エクセルで「売上や販管費」の相関分析をする際の会計ソフトの設定上の注意点
「エクセルで「利益⇔売上・販管費」の相関分析をする」のコメントにも書きましたが、やはり、できる限り「販売費及び一般管理費」を16項目以内に収めた方が良いと思います。勘定科目をエクセルの回帰分析に合うように、16変数まで勘定科目を削除にする際に、でたらめに科目を選んで削除してしまうと、重回帰分析を行うと補正R2の値が異常に低くなります。

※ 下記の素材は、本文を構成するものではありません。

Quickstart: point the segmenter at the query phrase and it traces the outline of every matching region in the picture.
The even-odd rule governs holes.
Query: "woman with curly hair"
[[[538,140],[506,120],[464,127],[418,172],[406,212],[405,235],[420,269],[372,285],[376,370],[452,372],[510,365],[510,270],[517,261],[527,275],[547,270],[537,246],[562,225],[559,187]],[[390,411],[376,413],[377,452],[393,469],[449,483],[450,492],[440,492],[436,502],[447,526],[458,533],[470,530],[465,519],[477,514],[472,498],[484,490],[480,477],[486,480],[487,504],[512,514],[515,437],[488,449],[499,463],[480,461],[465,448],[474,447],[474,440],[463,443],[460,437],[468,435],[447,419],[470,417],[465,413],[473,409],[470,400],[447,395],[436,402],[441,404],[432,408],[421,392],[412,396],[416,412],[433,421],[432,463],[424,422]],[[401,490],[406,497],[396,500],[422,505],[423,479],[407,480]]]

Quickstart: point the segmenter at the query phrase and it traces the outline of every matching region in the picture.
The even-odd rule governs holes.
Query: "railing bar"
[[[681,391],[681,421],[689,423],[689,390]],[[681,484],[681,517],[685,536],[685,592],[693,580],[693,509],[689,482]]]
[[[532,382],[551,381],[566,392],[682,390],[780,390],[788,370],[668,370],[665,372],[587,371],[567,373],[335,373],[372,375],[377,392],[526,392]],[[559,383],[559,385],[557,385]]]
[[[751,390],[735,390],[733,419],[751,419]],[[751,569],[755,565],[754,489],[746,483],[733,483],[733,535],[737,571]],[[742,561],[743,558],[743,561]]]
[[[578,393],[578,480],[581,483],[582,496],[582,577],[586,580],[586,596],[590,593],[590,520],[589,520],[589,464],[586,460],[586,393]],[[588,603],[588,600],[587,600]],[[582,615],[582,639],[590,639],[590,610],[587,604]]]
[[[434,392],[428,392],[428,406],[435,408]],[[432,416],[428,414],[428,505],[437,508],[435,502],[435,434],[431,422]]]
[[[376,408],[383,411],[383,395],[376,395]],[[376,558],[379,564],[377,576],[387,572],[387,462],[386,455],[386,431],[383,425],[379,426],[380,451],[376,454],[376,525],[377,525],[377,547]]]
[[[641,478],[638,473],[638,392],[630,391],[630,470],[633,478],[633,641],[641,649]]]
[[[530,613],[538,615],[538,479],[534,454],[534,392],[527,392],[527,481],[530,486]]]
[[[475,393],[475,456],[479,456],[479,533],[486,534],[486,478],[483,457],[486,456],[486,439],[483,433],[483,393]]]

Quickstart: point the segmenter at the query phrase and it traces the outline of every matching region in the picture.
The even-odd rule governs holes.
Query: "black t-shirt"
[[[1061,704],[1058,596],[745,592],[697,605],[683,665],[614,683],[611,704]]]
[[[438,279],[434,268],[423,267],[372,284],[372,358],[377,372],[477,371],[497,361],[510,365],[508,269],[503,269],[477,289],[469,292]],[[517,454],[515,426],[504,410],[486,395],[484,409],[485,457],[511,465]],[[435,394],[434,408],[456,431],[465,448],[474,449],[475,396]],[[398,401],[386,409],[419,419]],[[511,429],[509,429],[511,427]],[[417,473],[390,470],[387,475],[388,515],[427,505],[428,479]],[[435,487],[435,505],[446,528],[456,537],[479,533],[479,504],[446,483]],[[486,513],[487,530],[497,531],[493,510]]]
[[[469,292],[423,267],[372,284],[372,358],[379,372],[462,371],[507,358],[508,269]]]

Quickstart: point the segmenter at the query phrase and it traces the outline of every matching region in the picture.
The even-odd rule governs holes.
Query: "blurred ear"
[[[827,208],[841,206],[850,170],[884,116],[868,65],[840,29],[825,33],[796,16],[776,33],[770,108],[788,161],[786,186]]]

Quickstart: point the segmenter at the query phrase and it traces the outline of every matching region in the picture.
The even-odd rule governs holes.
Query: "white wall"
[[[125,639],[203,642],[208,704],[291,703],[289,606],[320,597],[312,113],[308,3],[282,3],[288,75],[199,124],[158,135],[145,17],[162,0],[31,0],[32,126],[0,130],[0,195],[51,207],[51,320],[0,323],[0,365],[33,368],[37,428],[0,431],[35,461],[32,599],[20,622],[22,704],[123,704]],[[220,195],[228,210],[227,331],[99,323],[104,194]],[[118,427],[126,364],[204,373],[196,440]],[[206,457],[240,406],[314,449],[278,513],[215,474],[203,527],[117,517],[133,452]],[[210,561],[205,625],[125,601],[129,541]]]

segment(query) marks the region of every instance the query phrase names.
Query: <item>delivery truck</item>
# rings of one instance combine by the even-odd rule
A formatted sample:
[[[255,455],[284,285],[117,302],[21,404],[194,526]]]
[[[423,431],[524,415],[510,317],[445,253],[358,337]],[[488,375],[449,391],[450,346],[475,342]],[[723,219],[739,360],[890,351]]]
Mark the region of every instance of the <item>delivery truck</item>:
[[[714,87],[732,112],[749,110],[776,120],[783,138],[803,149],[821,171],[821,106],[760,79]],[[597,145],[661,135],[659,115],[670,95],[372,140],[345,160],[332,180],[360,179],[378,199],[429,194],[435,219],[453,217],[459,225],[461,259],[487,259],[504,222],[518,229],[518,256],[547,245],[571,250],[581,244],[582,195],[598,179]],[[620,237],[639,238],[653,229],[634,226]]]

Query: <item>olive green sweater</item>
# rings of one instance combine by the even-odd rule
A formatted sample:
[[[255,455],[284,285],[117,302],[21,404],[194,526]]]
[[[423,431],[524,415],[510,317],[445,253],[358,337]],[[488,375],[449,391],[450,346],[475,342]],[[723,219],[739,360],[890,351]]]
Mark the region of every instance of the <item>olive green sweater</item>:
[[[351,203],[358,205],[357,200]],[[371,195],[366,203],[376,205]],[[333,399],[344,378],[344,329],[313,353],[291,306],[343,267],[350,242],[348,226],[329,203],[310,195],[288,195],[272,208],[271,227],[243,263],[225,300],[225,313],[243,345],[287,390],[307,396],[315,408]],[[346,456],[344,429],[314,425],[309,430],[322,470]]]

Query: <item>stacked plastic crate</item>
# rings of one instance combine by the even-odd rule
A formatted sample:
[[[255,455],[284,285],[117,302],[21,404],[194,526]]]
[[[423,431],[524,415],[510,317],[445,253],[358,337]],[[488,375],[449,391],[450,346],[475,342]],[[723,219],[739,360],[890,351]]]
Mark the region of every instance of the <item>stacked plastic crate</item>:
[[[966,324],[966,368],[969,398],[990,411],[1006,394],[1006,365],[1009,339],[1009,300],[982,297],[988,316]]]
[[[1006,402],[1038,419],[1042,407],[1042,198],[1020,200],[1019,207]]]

私の使用している、統計ソフトでは全て自動計算できるのですが、最も補正R2が高くなるのが、説明変数17項目のときで、この場合の勘定科目は
勘定科目 偏回帰係数
売上高1 0.9988
売上高2 1.0130
販売員給与 -1.2837
商品仕入高 -0.9053
広告宣伝費 -1.2560
発送配達費 -2.0094
支払手数料 -1.0400
役員報酬 -1.2594
従業員賞与 -102955
法定福利費 -0.6873
厚生費 -3.4145
地代家賃 -0.7591
事務用消耗品費 -4.6369
水道光熱費 -1.166
保険料 -9.9907
備品・消耗品費 -0.2048
雑収入 1.0095
定数項 8,093
となります。(偏回帰係数というのは、変数の「重み」です)
※この場合の補正R2は0.999945と非常に高い数値となります。
ここで注意したいのが、14変数の場合と17変数の場合では、回帰式を編成する(最後まで残る)勘定科目が違うことです。14変数の場合には、減価償却費と管理諸費が含まれていましたが、17変数の場合にはありません。逆に、17変数の場合には、事務用消耗品費、発送配達費、地代家賃、水道光熱費、備品・消耗品費が含まれています。つまり、14変数+3変数≠17変数なのです。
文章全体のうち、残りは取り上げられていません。